11 of 12 people found the following review helpful
on June 4, 2013
In many ways a good product, but rendered completely unusable by the horrible wireless card. Apparently, this is a well-known issue with the Lenovo Yoga 13; in fact, as of this writing, there is a 64-page thread on the Lenovo forums detailing the frustrations everyone has with the wifi in these machines. Lenovo itself hasn't addressed any of these concerns, but there are several suggestions on those pages for things one can do to help. I've done pretty much everything recommended there -- downloading updates to the driver, changing the wifi power settings etc. -- and nothing has helped very much. I'm still getting very poor range on the wifi, frequent dropped connections and frustratingly slow speed even when sitting right in front of the router, as I'm doing now. By the way, it's not our router, because all our other notebooks and tablets in the house, of different brands and vintages, have speeds at least 10x what I can get with this thing.
I'm going to see if Lenovo has the intention of addressing this issue in the near future, but otherwise this POS will be going back to meet its maker.
20 of 24 people found the following review helpful
on February 24, 2013
Specs of my machine: 13 inch, 128 gb SSD, 4 gb ram, i5 Intel processor.
I love this machine.
Good: Windows 8 is both fun and seemingly far better than previous Win OS i have used. The machine is very light and portable. The keyboard is well laid out. The touch screen is good. The tablet and tent mode fit in well in terms of how i use the machine to surf, scan mails, make presentations. Both when using a table and when using the machine off your lap. I am a light tablet user and a heavy laptop user of predominantly Office and a browser. Even my mails are all webmail. So this works great for my lifestyle of combining a tab with a laptop. Battery life is really good - i do not have an exact number, but currently looks like it should last me about 5-6 hours.
Not so great: Although the Yoga is highly advertised in India, getting accessories in India is virtually impossible - the custom case, a screen guard, etc. The touch is sometimes a bit annoying and not as responsive and intuitive as say an iPad. The keypad too while a huge improvement from previous Windows based machines, it still is not a responsive and user friendly as say an Air. The biggest drawback however is the Windows App Store. The app store is lousy at best.

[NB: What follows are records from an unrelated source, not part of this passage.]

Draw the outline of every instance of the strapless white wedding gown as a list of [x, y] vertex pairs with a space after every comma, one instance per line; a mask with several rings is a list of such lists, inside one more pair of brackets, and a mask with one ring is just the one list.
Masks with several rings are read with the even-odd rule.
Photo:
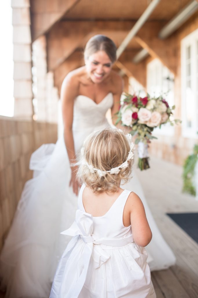
[[[86, 136], [110, 127], [106, 117], [113, 104], [109, 93], [98, 104], [79, 95], [74, 106], [73, 130], [75, 151]], [[56, 145], [43, 145], [32, 154], [34, 178], [26, 184], [0, 257], [1, 287], [6, 298], [47, 298], [56, 266], [70, 237], [60, 233], [74, 221], [77, 197], [69, 187], [71, 170], [63, 137]], [[123, 188], [141, 198], [153, 233], [146, 247], [151, 270], [167, 268], [175, 257], [162, 237], [135, 175]]]

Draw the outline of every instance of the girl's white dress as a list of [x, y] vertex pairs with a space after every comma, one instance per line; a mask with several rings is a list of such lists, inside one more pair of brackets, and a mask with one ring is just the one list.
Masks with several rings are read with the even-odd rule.
[[147, 254], [123, 224], [130, 190], [102, 216], [87, 213], [80, 189], [75, 220], [61, 234], [74, 236], [59, 262], [50, 298], [155, 298]]
[[[105, 114], [113, 103], [111, 93], [98, 104], [86, 96], [76, 98], [76, 152], [91, 132], [110, 127]], [[63, 137], [56, 145], [43, 145], [35, 151], [30, 167], [34, 178], [26, 184], [0, 256], [1, 286], [7, 287], [6, 298], [48, 298], [58, 261], [71, 239], [60, 233], [73, 222], [77, 209], [77, 198], [69, 186], [71, 170]], [[153, 235], [146, 247], [151, 270], [173, 264], [175, 256], [156, 226], [135, 175], [125, 187], [139, 195], [145, 208]]]

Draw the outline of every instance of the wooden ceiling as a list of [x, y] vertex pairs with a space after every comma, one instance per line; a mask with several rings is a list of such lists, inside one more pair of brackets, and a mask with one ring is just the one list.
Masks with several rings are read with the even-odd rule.
[[[151, 0], [81, 0], [77, 2], [63, 18], [137, 20], [151, 2]], [[189, 0], [162, 0], [148, 21], [168, 21], [189, 2]]]
[[[177, 66], [175, 58], [179, 51], [175, 39], [177, 31], [164, 41], [159, 38], [158, 34], [162, 28], [192, 1], [160, 1], [128, 44], [116, 69], [121, 70], [128, 76], [135, 74], [136, 78], [145, 86], [145, 61], [139, 63], [138, 67], [132, 62], [136, 54], [144, 48], [150, 56], [160, 59], [175, 74]], [[112, 38], [118, 48], [151, 2], [30, 0], [32, 40], [34, 41], [44, 35], [46, 36], [47, 69], [54, 72], [59, 90], [67, 72], [83, 64], [83, 49], [90, 37], [96, 34], [104, 34]], [[198, 10], [191, 17], [198, 18]], [[185, 26], [187, 22], [186, 21], [182, 26]]]

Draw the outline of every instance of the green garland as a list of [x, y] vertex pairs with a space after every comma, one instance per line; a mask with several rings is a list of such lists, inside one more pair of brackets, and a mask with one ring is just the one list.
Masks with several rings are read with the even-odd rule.
[[183, 191], [192, 195], [196, 195], [196, 190], [193, 179], [194, 175], [194, 169], [196, 163], [198, 160], [198, 145], [195, 145], [193, 153], [189, 155], [184, 162], [183, 166], [182, 175], [183, 184]]

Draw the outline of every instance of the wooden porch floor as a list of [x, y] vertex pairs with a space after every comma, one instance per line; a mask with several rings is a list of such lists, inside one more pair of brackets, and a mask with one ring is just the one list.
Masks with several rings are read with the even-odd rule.
[[137, 173], [157, 224], [177, 258], [175, 266], [152, 273], [157, 298], [197, 298], [198, 244], [166, 213], [197, 212], [198, 201], [181, 193], [181, 167], [154, 158], [150, 164], [151, 169]]
[[137, 174], [157, 224], [177, 258], [175, 266], [152, 273], [157, 298], [197, 298], [198, 244], [166, 213], [197, 212], [198, 201], [181, 193], [181, 167], [154, 158], [150, 164], [151, 169]]

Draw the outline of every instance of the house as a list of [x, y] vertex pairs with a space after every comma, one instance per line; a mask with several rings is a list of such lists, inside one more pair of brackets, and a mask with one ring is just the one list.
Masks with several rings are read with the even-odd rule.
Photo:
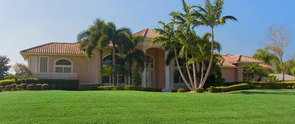
[[[160, 88], [170, 91], [171, 89], [185, 88], [177, 66], [174, 61], [169, 65], [165, 65], [168, 51], [161, 47], [161, 44], [151, 46], [152, 38], [159, 35], [152, 30], [145, 29], [134, 34], [141, 35], [144, 42], [140, 43], [136, 49], [142, 50], [146, 54], [146, 68], [142, 74], [142, 86]], [[104, 48], [104, 66], [111, 61], [111, 46]], [[100, 70], [99, 56], [97, 50], [93, 52], [92, 59], [86, 58], [85, 53], [80, 50], [77, 43], [52, 42], [31, 48], [20, 51], [24, 59], [27, 60], [30, 69], [34, 78], [39, 78], [77, 79], [80, 84], [100, 84], [98, 77]], [[273, 67], [264, 64], [263, 61], [243, 55], [229, 54], [222, 55], [225, 59], [220, 63], [221, 71], [226, 82], [242, 81], [249, 79], [247, 73], [242, 71], [243, 64], [249, 62], [260, 63], [263, 68]], [[199, 71], [199, 67], [196, 68]], [[121, 85], [130, 85], [130, 79], [118, 73], [117, 83]], [[112, 85], [110, 76], [104, 77], [103, 84]], [[132, 80], [132, 79], [131, 79]]]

The quality and quantity of apps is abysmal in comparison to Apple/Android. Hopefully the coming months should change that. Another slight challenge im facing is that in tent mode, if i plug in a VGA (using an HDMI to VGA adaptor), while the presentation on the screen is straight, the image on the screen is upside down !! I think it is something i can fix in the settings. I hope. But still a bit dumb. The keyboard does not have backlit keys, but i dont see myself working in complete darkness, so not something that is worrisome.
Some users might find the SSD insufficient at 128, however shortcuts in this could include keeping an SD card perpetually plugged into the machine...
32 of 40 people found the following review helpful
on March 10, 2013
The yoga 13 has a major problem with Wifi. Purchased my at Best buy and returned it when it would not connect to a fairly new ASUS router; problem is I have 8 other devices connected to the router. Took it into the store and it connected to the store's Wifi. Spent an hour with Tech Support and found out there are two major threads on the Lenovo forum about Wifi problems. Best Buy quit selling them (for a while), I think for the had so many returned (read the forums). It is a great idea and design but paying 1300 dollars for a computer that doesn't work in your house is not an option. If your going to buy one make sure you have an air tight return policy.